Hornady has their follow-up video posted. Whether we like it or not there's quite a bit of decent information that they've put out. The more you study their methods the more it makes sense.
The first question their techniques bring to me affects the practical usefulness in terms of barrel life. A field rifle (a chucker varmint in 22 to 24 caliber) running 65,000 PSI gets about 2,000 rounds of life. So you're going to burn up 5%+ of the life of the barrel establishing a velocity/group load and then the averaged zero. That left me with about 20 years of chuck/crow shooting.
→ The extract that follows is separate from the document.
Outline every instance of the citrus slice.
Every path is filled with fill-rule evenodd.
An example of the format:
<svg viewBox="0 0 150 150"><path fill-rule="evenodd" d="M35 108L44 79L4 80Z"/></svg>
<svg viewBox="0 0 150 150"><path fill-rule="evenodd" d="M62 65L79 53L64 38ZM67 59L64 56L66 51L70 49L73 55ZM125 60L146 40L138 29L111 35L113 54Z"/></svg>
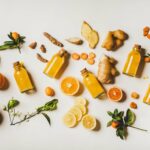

I don't bench rest but I wonder, how many bench rest shooters use in competition, practical loads in the 65,000 PSI range? Using the methods described by Hornady and being more precise, possibly using a full 10% to 20% of barrel life to establish not only the best grouping load but the best averaged zero. How long a life would a bench rest shooter get from their barrel? Certainly variations for different class would come into play, a 22, 6mm shooter would put less powder down the tube than one shooting larger calibers. However would the barrel last a season or two after burning up maybe 20% of its life establishing the best statistical load and zero? Therefore during competition not adjusting the loads on site but adjusting zero via the site. Essentially that's what the Hornady discussion is suggesting.
Their test barrels are 1.25" diameter and mounted stable with regular cleaning and cooling procedures for repeatable results. How many shooters here are using 1.25" diameter barrels?
I have an 18+ pound field rifle that sports a 30" 1.25" barrel, the cartridge was picked for the end result not as the most ballistically accurate. Not a bench rest rifle but I'd stay outside 1/2 mile.